Dopo anni di splendore, quando la fabbricatrice di ali decise di passare da una società’ a responsabilità’ limitata, che potesse nuocere solo a se stessa, a una quotata, ovvero che potesse capitalizzare e distribuire utili a tutti i soci, le cose pian piano iniziarono a cambiare.
Lei, tanto brava come ape operaia, si dimostrò altrettanto incapace come manager profittevole di breve periodo e la chiusura della spregiudicata scalata di alcuni azionisti di minoranza con un’OPA discutibile determinò definitivamente la sua perdita di potere e controllo.
Tutti i suoi errori le furono contestati alla presentazione del primo bilancio consolidato: le scelte a seguire portarono a un taglio dei costi che si riversò tutto sulla qualità’ dei materiali e sull’eliminazione dell’Ufficio dedicato alla responsabilità’ sociale di impresa che teneva uniti da profonda stima, affetto e rispetto i soci di maggioranza.
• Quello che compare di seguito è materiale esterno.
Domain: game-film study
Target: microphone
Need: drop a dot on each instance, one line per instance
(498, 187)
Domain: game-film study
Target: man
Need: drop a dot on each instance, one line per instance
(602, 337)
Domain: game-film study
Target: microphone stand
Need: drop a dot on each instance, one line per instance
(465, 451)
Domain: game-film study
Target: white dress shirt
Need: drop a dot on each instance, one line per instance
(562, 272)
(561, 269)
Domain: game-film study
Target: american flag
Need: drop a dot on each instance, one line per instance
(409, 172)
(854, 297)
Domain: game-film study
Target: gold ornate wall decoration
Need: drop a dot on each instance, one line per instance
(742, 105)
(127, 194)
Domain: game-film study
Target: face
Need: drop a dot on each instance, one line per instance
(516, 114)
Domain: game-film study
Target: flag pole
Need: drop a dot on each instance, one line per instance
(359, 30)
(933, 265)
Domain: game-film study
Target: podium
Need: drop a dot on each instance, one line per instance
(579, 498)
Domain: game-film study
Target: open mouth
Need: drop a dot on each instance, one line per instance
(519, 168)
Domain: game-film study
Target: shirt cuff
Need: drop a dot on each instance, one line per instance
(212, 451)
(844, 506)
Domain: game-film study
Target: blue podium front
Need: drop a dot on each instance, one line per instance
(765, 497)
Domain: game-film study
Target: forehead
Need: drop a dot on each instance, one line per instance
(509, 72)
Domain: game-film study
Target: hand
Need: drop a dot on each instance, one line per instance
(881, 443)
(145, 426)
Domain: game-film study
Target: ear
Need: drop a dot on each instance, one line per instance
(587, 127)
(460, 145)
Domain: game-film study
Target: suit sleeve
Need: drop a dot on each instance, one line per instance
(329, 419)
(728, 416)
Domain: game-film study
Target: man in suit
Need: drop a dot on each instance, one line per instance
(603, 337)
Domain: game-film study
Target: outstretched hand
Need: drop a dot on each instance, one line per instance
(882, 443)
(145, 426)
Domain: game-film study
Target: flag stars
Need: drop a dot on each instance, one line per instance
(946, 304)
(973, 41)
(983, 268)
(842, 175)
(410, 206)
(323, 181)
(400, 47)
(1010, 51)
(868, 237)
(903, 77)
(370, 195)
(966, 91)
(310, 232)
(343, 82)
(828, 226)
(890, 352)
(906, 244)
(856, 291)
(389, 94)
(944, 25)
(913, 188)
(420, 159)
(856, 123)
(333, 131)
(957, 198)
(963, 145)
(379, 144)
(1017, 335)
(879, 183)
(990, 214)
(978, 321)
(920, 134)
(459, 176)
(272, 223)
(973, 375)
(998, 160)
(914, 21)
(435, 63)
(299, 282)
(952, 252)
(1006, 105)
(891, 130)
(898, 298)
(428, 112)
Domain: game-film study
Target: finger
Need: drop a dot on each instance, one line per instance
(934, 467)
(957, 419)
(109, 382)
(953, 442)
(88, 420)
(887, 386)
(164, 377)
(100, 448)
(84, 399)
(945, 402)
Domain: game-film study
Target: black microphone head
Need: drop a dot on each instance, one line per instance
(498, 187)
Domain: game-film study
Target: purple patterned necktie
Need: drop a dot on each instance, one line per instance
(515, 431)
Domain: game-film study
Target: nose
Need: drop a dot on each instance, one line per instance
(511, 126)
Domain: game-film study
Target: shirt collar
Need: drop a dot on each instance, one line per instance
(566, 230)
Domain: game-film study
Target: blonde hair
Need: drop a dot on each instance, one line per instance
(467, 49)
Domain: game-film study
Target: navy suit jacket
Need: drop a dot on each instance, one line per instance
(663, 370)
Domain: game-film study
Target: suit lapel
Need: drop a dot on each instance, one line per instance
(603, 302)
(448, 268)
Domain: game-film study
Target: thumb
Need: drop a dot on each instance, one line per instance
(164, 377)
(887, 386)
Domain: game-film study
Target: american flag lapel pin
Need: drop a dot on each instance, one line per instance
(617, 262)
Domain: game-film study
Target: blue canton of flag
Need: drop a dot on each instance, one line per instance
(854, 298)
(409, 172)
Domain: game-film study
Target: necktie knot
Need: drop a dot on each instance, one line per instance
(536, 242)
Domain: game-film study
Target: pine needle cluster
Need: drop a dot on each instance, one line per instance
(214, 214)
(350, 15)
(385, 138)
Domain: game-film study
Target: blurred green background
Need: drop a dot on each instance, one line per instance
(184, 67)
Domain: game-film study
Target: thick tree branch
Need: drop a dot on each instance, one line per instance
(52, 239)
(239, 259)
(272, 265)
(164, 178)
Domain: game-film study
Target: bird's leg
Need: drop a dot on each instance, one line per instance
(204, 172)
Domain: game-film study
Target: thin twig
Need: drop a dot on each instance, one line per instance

Le ali dopo l’acquisizione dei nuovi materiali dovettero adattarsi a nuovi brevetti che non furono mai resi pubblici.
La fabbricatrice di ali prima di autorizzarne la vendita – per etica professionale – volle collaudare il nuovo prodotto di qualità inferiore su se stessa; nel giorno programmato organizzarono l’evento sul tetto del palazzo della fabbrica chiamato “il Motivatore”: indosso’ il nuovo modello e si gettò senza paura di cadere, ma nello stesso tempo con la consapevolezza di non poter volare con quelle ali di seconda scelta, ” di ripiego”.
Fece un volo verso il basso in caduta libera a una velocità spaventosa…per fortuna cadde in mare e non troppo lontano dalla terra ferma.
Era sana e salva in un posto sul livello del mare dove fece tesoro della sua esperienza e dei suoi errori. Grazie alla sua capacità’ imprenditoriale di cogliere i fabbisogni reali della gente e ora individuare il giusto target per fare impresa…decise di aprire in un seminterrato una risuolatrice super moderna e rapida che in meno di 5 minuti riusciva a rimettere a nuovo le suole delle scarpe di chi era abituato a camminare con i piedi per terra (molti di più di quei pochi eletti che tengono la testa tra le nuvole) e a spostarsi velocemente da una posizione all’altra consumando una quantità’ infinita di suole delle loro povere scarpe.
Fu un successo monetario che le consentì di accumulare ricchezza in un posto lontano dalle nuvole, dalla luce e dal sole che rendevano splendenti i suoi occhi e che la condannò alla cecità’ fino al resto dei suoi giorni.